Mild kidney disease phenotype and intermediate UMOD trafficking defect and ER stress in p.Thr62Pro carriers. (A) Kaplan–Meier curves of renal survival in all p.Thr62Pro carriers identified in Genomics England 100,000 Genomes Project data and in p.Thr62Pro-positive families/cases with CKD (n = 157) compared with ADTKD-UMOD patients from the International ADTKD Cohort (n = 225). Only patients with confirmed p.Thr62Pro status have been included in the analysis. Median age at kidney failure was 74.5 y in UMOD p.Thr62Pro carriers and 54.0 y in ADTKD-UMOD patients with canonical UMOD mutations. (B) Urinary UMOD levels normalized to urinary creatinine are depicted for control individuals matched for eGFR (30 to 60 mL/min per 1.73 m²), UMOD p.Thr62Pro carriers, and ADTKD-UMOD patients with canonical UMOD mutations matched for eGFR (30 to 60 mL/min per 1.73 m²). Outlier removal was performed using Robust regression and Outlier removal (ROUT) method (Q = 1%). The graph depicts individual values, and bars indicate mean ± SD. The Kruskal–Wallis test was used with Dunn's multiple comparisons test. (C) Immunofluorescence staining for UMOD (green) and GRP78 (red) in normal human kidney (NHK; from a tumor nephrectomy), a UMOD p.Thr62Pro human kidney biopsy, and kidney tissue from an ADTKD-UMOD patient with a canonical UMOD mutation (p.Arg185Ser). Insets show UMOD-expressing tubules at higher magnification.

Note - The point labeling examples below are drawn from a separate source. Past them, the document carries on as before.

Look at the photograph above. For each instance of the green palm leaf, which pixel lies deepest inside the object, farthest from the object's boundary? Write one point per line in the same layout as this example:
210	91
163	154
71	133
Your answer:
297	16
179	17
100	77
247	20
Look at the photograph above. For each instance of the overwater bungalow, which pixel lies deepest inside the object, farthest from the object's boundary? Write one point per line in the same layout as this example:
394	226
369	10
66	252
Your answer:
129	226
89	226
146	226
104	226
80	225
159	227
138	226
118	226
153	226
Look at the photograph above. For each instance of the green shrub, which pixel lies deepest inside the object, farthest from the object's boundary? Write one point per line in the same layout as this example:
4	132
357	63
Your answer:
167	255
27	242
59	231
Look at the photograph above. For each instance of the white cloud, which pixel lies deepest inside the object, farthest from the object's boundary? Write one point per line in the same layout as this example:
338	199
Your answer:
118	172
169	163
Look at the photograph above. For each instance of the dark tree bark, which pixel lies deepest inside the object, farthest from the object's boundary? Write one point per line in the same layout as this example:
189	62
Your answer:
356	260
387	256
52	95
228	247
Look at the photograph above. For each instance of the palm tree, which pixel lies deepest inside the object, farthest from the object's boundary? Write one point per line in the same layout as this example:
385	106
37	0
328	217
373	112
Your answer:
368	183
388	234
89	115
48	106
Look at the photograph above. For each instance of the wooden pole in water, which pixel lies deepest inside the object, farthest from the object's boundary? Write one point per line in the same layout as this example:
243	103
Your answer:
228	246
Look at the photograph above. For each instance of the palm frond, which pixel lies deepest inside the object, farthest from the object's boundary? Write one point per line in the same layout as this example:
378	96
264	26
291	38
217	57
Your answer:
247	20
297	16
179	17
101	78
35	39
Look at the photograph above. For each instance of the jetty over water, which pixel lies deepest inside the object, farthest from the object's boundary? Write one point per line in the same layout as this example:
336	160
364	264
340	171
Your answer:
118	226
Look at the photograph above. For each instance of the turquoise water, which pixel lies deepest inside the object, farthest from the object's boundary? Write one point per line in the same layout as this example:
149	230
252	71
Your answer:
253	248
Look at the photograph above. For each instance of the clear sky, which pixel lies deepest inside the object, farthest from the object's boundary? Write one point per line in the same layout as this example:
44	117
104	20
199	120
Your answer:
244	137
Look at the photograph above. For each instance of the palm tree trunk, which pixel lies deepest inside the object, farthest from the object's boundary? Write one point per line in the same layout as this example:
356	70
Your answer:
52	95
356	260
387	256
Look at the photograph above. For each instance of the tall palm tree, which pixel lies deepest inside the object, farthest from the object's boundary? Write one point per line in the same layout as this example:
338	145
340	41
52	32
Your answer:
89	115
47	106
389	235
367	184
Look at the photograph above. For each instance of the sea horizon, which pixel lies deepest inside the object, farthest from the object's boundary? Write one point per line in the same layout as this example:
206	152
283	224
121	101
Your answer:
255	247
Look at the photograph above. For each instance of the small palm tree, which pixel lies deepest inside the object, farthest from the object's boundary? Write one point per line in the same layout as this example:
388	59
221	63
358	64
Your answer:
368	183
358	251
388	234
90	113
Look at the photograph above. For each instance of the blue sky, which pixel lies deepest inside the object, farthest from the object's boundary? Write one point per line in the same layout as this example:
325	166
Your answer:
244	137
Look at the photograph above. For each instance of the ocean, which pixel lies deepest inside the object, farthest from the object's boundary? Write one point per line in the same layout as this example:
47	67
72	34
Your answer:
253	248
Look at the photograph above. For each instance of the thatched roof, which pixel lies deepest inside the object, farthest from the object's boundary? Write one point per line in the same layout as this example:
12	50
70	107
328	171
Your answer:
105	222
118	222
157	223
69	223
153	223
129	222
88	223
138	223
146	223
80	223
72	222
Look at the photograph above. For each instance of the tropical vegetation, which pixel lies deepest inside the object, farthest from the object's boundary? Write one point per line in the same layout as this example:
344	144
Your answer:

DAPI, 4′,6-diamidino-2-phenylindole. (Scale bars, 25 μm). (D) Quantification of the fluorescent signal intensity for ER stress–associated GRP78 in UMOD-negative and UMOD-positive tubules from three NHK samples (tumor nephrectomy), three p.Thr62Pro kidney biopsies, and three ADTKD-UMOD kidney samples. Further details can be found in SI Appendix, Table S9. The graph depicts tubule values in arbitrary units, and bars indicate mean ± SD. One-way ANOVA was followed by Tukey’s multiple comparison test. ns, not significant.

Fig. 5.

UMOD p.Thr62Pro confers risk for kidney disease in UK cohorts. (A) Prevalence of p.Thr62Pro alleles in all individuals and in probands from the Genomics England 100,000 Genomes Project with diagnoses of CKD (ICD10: N18 and/or HPO HP0012622 diagnoses, including mapped and descendant concepts) or kidney failure (ICD10: N185, Z940, Z491, and Y841 and/or HPO HP0003774 diagnoses, including mapped and descendant concepts) and in all control individuals or family probands in which these diagnoses are absent. P values were computed using Fisher’s exact test. (B) Prevalence of p.Thr62Pro alleles in unrelated White British controls and individuals with indicated kidney phenotypes in the UK Biobank SNP array data. P values were computed using Fisher’s exact test. WT, wild type. ICD10, International Classification of Diseases, Tenth Revision.